AWS Lambdas Auto Scaling And Runtime Explained

AWS Lambda actually uses plain old Linux containers to run code. They're instantiated for every Lambda function on an as-needed basis.

In fact, they're used for AWS EC2 and other AWS services as well. AWS actually released a publicly available Docker container that creates this environment. Thanks to this move, code can be run and tested in the same environment locally as the one provisioned by AWS, faster and in a more reliable sandbox before it's deployed to the AWS cloud as production code. And if sometime in the future a customer decides to move away from Lambda and use Docker Swarm, AWS EC2 or similar instead, it should be much easier to do so because the runtime environment can stay the same. This removes some of the vendor lock-in when using AWS.

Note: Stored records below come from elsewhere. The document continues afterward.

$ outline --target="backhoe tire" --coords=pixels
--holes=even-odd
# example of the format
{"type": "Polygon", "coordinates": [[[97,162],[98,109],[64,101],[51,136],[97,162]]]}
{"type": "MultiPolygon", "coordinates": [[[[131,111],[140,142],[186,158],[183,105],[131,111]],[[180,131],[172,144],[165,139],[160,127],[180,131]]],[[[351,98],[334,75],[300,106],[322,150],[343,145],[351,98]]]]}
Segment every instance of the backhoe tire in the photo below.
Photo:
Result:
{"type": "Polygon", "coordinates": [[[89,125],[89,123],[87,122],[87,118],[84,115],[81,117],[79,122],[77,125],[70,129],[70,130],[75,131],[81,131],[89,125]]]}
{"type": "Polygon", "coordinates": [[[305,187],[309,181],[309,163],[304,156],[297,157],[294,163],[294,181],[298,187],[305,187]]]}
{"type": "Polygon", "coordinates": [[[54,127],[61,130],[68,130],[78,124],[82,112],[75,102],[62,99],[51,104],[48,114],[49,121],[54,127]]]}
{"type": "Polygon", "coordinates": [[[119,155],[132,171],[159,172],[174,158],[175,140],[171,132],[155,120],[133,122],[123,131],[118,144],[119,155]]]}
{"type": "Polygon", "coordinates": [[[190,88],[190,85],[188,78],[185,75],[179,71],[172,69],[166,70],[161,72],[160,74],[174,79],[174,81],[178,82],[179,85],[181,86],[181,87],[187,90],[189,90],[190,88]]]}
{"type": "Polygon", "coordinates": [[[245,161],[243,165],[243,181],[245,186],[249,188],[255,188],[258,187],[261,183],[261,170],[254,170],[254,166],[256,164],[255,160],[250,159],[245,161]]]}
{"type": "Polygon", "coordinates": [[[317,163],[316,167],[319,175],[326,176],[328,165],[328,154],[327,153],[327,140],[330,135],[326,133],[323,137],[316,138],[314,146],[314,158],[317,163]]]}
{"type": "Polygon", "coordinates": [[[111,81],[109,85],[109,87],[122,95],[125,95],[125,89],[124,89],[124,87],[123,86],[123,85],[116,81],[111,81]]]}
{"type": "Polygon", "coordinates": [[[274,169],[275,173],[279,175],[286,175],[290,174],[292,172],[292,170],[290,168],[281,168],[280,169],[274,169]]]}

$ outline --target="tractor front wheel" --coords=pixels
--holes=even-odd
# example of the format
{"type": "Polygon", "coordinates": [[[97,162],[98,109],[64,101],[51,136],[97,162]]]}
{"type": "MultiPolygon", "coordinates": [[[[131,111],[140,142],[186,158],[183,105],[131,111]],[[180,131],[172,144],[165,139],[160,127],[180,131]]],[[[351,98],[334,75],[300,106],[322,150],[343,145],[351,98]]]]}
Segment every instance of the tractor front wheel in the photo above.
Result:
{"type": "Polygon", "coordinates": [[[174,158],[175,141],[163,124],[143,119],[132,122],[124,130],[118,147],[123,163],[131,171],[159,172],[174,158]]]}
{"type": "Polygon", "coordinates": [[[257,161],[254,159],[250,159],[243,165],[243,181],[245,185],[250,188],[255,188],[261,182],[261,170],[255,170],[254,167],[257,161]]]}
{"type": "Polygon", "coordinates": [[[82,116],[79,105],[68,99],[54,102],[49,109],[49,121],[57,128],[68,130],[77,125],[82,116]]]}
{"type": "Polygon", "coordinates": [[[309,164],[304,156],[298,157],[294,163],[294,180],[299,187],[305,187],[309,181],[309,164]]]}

Whenever an AWS Lambda function is requested, AWS will first check if there are any "hot" and available instances already created, waiting to be used. If there is one, AWS will send the request to it instead of creating another instance of the same function. When the same function is needed multiple times within a few minutes between separate requests and the function executes for shorter than that, reuse and scalability will be high. This mechanism allows Lambdas to scale really well out of the box. Because instances are kept alive for a while, they can also benefit from in-memory caching. There's no charge for idling functions and AWS takes care of instantiating the right number of them based on load. It's also possible to warm up functions on a schedule using AWS's CloudWatch events, to ensure there's always an idling, "hot" Lambda instance waiting for a job. But even a "cold" start usually takes just a few seconds at most and mostly because of the code customers run on it and not the Linux system itself. The "hot" state is retained by AWS for about 45 minutes (it's not officially documented and may change) after last execution.